Secrets chiffrés
Chaque champ de Liberty qui contient un secret — mots de passe des pools, client secret OIDC, jetons des connecteurs API, identifiants personnalisés — prend en charge le chiffrement au repos. L'interface affiche un interrupteur 🔒 à côté du champ ; l'activer stocke la valeur sous la forme ENC:<base64> sur disque plutôt qu'en clair. C'est le chemin normal pour un déploiement.

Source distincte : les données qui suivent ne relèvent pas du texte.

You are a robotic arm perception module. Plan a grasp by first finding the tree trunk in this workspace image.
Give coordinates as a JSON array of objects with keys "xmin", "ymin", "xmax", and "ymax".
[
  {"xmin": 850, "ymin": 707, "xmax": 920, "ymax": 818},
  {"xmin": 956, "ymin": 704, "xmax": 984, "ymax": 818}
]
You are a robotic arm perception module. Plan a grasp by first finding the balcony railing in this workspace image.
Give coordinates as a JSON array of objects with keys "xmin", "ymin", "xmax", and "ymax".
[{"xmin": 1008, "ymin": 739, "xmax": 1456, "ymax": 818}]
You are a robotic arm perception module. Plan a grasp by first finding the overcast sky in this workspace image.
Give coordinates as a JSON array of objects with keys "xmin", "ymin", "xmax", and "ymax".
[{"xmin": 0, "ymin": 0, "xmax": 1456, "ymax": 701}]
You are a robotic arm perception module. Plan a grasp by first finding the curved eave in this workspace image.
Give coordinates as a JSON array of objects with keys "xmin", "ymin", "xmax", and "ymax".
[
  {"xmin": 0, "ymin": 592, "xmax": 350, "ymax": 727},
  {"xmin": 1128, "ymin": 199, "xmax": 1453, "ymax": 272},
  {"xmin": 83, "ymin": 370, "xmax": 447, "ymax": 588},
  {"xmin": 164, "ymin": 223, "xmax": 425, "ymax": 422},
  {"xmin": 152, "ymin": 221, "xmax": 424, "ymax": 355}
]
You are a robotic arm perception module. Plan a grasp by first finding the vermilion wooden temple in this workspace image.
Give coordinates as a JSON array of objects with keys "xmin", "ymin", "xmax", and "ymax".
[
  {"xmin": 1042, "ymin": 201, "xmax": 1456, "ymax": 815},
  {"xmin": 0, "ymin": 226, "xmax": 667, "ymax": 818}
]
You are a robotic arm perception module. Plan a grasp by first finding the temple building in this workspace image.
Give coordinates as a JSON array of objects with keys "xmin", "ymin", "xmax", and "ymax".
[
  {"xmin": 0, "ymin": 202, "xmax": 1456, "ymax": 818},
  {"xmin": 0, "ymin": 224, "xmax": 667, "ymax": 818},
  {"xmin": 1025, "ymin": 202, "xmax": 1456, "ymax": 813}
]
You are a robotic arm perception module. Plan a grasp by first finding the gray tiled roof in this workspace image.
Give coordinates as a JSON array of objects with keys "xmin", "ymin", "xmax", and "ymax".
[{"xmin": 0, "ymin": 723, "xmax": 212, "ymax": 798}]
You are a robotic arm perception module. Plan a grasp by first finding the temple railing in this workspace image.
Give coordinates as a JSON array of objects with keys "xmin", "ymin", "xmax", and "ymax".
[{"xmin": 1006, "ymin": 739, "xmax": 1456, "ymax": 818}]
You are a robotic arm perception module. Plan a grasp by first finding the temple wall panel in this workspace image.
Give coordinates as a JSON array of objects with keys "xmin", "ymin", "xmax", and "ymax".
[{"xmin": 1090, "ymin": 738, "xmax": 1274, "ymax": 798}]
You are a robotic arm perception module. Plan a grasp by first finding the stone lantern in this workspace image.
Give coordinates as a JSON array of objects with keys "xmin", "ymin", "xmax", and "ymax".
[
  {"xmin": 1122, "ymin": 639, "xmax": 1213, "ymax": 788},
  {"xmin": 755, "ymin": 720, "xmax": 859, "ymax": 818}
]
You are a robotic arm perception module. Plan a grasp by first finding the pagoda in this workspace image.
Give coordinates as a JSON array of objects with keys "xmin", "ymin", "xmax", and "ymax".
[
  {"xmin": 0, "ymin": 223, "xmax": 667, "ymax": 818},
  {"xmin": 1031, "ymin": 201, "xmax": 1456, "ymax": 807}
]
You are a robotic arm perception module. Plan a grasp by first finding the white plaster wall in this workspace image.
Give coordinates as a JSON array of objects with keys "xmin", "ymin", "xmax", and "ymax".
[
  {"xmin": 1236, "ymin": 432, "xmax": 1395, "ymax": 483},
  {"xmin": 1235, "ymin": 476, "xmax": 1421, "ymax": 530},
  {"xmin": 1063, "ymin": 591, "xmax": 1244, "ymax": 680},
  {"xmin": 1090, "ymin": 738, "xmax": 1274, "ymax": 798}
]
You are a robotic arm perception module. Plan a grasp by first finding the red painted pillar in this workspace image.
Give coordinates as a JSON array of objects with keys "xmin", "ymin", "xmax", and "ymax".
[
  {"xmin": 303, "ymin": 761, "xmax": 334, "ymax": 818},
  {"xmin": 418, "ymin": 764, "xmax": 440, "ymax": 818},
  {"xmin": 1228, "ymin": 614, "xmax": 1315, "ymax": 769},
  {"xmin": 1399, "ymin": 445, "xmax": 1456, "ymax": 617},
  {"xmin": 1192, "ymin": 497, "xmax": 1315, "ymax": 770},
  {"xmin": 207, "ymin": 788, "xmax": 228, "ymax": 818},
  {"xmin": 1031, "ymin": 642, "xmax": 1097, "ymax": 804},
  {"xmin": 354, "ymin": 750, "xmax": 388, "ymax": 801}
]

Le chiffrement est AES-256-GCM avec une clé dérivée de la clé maîtresse du framework via PBKDF2-HMAC-SHA512. La clé maîtresse est le seul secret à protéger en dehors du framework — la sauvegarder avec la configuration.
L'interrupteur 🔒
Chaque champ secret est accompagné d'une petite icône cadenas :
| État de l'interrupteur | Stockage sur disque |
|---|---|
| 🔒 activé (vert) | password = "ENC:<base64>" — le champ est chiffré avant d'être écrit dans le fichier de configuration. C'est le chemin recommandé. |
| 🔒 désactivé | password = "plaintext" — option dev uniquement, utile quand la clé maîtresse n'est pas définie. |
L'interrupteur est par champ, pas par fichier — un pool peut avoir un mot de passe chiffré et un hôte en clair (puisque l'hôte n'est pas un secret).
Ce qui est chiffré
Les champs secrets du framework prennent tous en charge l'interrupteur. Les plus courants :
| Champ | Où | Pourquoi |
|---|---|---|
| Mot de passe de pool | Paramètres → Pools → <pool> → Mot de passe | Identifiants de base de données. |
| Client secret OIDC | app.toml [oidc] client_secret (via le motif variable d'environnement) | Secret du client OAuth2. |
| Jeton de connecteur API | Paramètres → Connecteurs → <connecteur API> → Authentification | Bearer tokens, clés d'API, mots de passe basic-auth. |
| URL de webhook avec secret | Paramètres → Notifications → <canal> | URL de webhook Slack (l'URL elle-même est le secret). |
| Secret de signature JWT | app.toml [auth] jwt_secret (via variable d'environnement) | La clé qui signe chaque jeton d'accès. Critique — jamais en clair. |
| Clé de licence | app.toml [license] key (via variable d'environnement) | Pas à proprement parler un identifiant, mais traitée pareillement par sécurité. |
Pour les champs de l'interface, l'interrupteur est l'interaction standard. Pour les entrées de app.toml non exposées dans l'interface, la convention est la syntaxe ${ENV_VAR} — le framework substitue depuis l'environnement au démarrage et ne réécrit jamais la valeur résolue.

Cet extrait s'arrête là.